Emotional complications are also on the team’s radar because, as you might expect, people can react quite differently to amputation. Many are depressed. Some display PTSD-like symptoms. Others, like Sessions, exhibit a resilient optimism.
“I think he’s going to be able to do whatever he sets his mind to,” says Friedly.
Picking up the pace
What Sessions wants to do is run; he ran regularly before the accident. Ed Strachan, CPO, a prosthetics and orthotics expert at Harborview, is at the ready. “My job is to help people recover and regain their quality of life,” Strachan says.
Strachan is deeply interested in the tech behind prostheses. Sixty years ago, he explains, device sockets were made of wood, and people used a sock to protect their limb. These days, the field relies on modern materials like silicone, titanium, fiberglass and carbon fiber.

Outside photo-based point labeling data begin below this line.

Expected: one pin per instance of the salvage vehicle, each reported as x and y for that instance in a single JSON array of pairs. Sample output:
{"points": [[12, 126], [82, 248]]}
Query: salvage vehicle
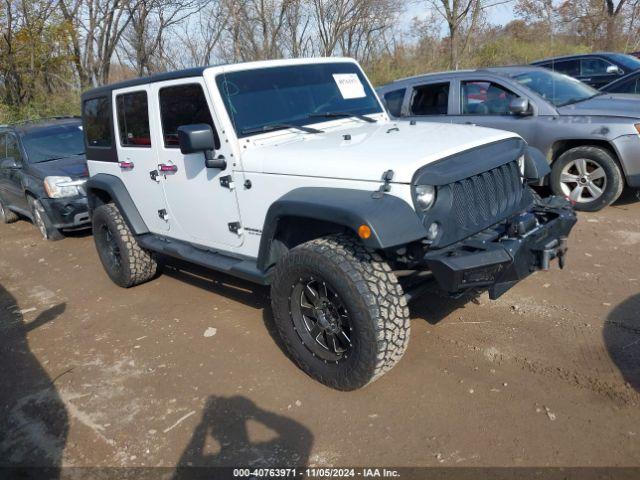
{"points": [[42, 175], [289, 173], [594, 69], [591, 139]]}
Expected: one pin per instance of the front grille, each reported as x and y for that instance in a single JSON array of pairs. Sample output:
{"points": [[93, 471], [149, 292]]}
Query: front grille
{"points": [[485, 199]]}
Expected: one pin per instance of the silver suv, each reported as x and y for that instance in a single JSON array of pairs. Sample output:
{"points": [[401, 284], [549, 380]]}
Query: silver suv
{"points": [[590, 138]]}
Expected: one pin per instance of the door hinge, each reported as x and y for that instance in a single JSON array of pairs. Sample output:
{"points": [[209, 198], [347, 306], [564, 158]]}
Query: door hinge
{"points": [[227, 182], [235, 227]]}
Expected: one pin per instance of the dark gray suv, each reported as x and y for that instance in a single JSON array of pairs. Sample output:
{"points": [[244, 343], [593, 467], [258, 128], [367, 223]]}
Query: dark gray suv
{"points": [[591, 139]]}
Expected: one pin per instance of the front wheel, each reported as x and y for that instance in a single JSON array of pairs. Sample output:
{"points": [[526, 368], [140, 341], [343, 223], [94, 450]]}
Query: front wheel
{"points": [[7, 215], [43, 222], [588, 176], [124, 260], [340, 311]]}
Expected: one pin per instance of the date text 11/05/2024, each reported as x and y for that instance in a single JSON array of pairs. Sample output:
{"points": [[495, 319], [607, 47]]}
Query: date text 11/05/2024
{"points": [[316, 473]]}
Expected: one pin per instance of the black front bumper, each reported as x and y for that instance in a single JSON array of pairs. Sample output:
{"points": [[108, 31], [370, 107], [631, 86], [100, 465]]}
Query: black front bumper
{"points": [[500, 257], [67, 213]]}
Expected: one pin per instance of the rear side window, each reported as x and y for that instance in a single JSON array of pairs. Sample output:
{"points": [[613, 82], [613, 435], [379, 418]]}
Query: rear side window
{"points": [[133, 119], [393, 101], [595, 66], [630, 86], [183, 105], [568, 67], [430, 99], [97, 122], [13, 149]]}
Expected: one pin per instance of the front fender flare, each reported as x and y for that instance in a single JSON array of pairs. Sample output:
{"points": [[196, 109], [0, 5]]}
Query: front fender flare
{"points": [[118, 192], [393, 221]]}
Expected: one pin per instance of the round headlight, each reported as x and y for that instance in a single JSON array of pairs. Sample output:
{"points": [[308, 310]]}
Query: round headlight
{"points": [[425, 196]]}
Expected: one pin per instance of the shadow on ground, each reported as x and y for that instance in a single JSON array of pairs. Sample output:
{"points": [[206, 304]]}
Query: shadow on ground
{"points": [[622, 338], [33, 419], [235, 432]]}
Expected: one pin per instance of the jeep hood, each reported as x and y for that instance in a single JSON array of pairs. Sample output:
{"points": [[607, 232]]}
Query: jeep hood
{"points": [[606, 105], [358, 151], [74, 167]]}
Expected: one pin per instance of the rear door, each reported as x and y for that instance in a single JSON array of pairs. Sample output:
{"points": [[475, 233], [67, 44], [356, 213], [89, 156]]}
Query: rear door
{"points": [[201, 202], [138, 154], [14, 185], [595, 71]]}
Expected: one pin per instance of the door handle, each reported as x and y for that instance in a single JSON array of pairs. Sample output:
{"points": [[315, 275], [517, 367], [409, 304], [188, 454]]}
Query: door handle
{"points": [[165, 168]]}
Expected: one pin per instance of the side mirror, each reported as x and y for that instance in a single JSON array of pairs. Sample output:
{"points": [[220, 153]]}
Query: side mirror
{"points": [[614, 70], [199, 138], [10, 163], [519, 106]]}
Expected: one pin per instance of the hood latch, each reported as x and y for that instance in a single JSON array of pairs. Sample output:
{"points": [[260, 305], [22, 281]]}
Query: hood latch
{"points": [[385, 187]]}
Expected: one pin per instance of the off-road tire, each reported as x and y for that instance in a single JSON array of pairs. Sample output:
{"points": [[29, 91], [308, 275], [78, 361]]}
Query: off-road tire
{"points": [[6, 215], [370, 292], [42, 221], [600, 156], [134, 265]]}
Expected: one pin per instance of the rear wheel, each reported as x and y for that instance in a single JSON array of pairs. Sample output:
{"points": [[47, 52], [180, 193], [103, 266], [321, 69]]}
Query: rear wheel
{"points": [[43, 222], [340, 311], [125, 261], [588, 176], [6, 215]]}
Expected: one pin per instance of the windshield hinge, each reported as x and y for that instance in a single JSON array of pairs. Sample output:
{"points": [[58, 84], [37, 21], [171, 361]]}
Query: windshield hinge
{"points": [[227, 182], [385, 187]]}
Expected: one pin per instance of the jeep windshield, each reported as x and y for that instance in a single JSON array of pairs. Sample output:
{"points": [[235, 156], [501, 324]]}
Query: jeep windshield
{"points": [[52, 143], [295, 95], [556, 88]]}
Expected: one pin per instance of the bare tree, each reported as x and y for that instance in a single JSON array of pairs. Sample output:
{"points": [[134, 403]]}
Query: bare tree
{"points": [[198, 40], [97, 30], [144, 41]]}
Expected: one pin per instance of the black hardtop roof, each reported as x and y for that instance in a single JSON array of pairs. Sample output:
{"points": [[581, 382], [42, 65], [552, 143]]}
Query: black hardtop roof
{"points": [[576, 55], [157, 77], [27, 126]]}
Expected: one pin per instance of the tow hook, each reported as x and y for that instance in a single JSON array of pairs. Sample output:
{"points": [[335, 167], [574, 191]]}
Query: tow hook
{"points": [[555, 249]]}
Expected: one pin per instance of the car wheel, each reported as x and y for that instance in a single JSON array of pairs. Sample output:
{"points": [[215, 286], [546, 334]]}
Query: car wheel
{"points": [[340, 311], [588, 176], [6, 215], [43, 222], [124, 260]]}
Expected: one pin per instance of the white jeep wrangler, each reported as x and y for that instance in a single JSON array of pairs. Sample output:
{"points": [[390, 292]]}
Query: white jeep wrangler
{"points": [[289, 173]]}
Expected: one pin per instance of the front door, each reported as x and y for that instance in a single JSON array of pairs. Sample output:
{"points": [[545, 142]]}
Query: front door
{"points": [[138, 156], [12, 191], [201, 204], [486, 103]]}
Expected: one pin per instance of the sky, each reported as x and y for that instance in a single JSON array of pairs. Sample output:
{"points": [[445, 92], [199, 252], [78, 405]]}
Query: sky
{"points": [[497, 15]]}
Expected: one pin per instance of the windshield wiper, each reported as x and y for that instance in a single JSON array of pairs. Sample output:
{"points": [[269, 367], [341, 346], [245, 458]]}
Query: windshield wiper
{"points": [[343, 114], [269, 127], [578, 100]]}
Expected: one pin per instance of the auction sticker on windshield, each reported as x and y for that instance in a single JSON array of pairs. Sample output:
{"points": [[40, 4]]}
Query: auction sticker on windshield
{"points": [[350, 85]]}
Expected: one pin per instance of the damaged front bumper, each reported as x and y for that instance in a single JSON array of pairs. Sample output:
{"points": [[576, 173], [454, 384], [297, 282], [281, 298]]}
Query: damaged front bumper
{"points": [[498, 258]]}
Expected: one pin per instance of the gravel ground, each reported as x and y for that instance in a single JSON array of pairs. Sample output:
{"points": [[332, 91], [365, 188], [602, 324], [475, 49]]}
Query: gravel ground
{"points": [[184, 370]]}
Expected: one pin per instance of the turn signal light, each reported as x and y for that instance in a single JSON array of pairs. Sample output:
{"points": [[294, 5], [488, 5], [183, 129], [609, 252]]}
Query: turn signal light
{"points": [[364, 231]]}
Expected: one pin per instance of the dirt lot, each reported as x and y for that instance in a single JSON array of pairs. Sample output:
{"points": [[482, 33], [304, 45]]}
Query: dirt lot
{"points": [[184, 370]]}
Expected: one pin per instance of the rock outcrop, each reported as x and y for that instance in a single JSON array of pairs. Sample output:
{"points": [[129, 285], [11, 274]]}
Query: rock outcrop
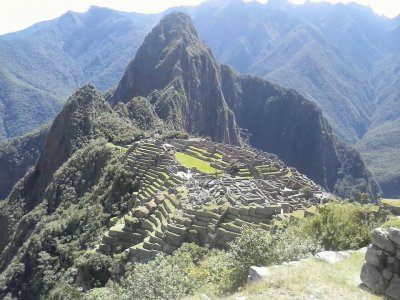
{"points": [[381, 271], [179, 75], [17, 156]]}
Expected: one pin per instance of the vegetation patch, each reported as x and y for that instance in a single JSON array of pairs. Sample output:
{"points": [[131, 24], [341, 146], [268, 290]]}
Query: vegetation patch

And, in some cases, microprocessors.
A few months ago, Strachan helped Sessions adjust to his first prosthetic leg, a standard model. For running, though, Sessions needed a second leg, one made of flexible, energy-releasing carbon fiber. Strachan fitted him this spring, and now Sessions is running regularly.
“John has progressed a lot faster than most,” says Strachan. “He has a strength that we don’t often see.”
When the culture is right
This is not to say that Sessions’ recovery has been easy. In fact, he and his family experienced another near-death ordeal last September when a blood-thinning agent wore a hole in his stomach, leading to sudden, calamitous blood loss. Today, however, Sessions is determinedly looking forward.
Running his real estate development business keeps him busy. He’s been checking in on his passengers from the air show (all of whom are doing well). And this month, Sessions is back in the cockpit: he flew a C-47 (DC-3) to Normandy, France, to commemorate the 75th anniversary of D-Day.
Though his visits to Harborview have grown less frequent, Sessions had hours to observe the hospital in action, and he has some opinions. He knows Harborview saved his life and helped make him whole. He also saw the way team members enjoy working with each other — and how they believe in the best for all their patients, especially the most vulnerable.
“You can tell, going into an organization, when the culture is right,” says Sessions.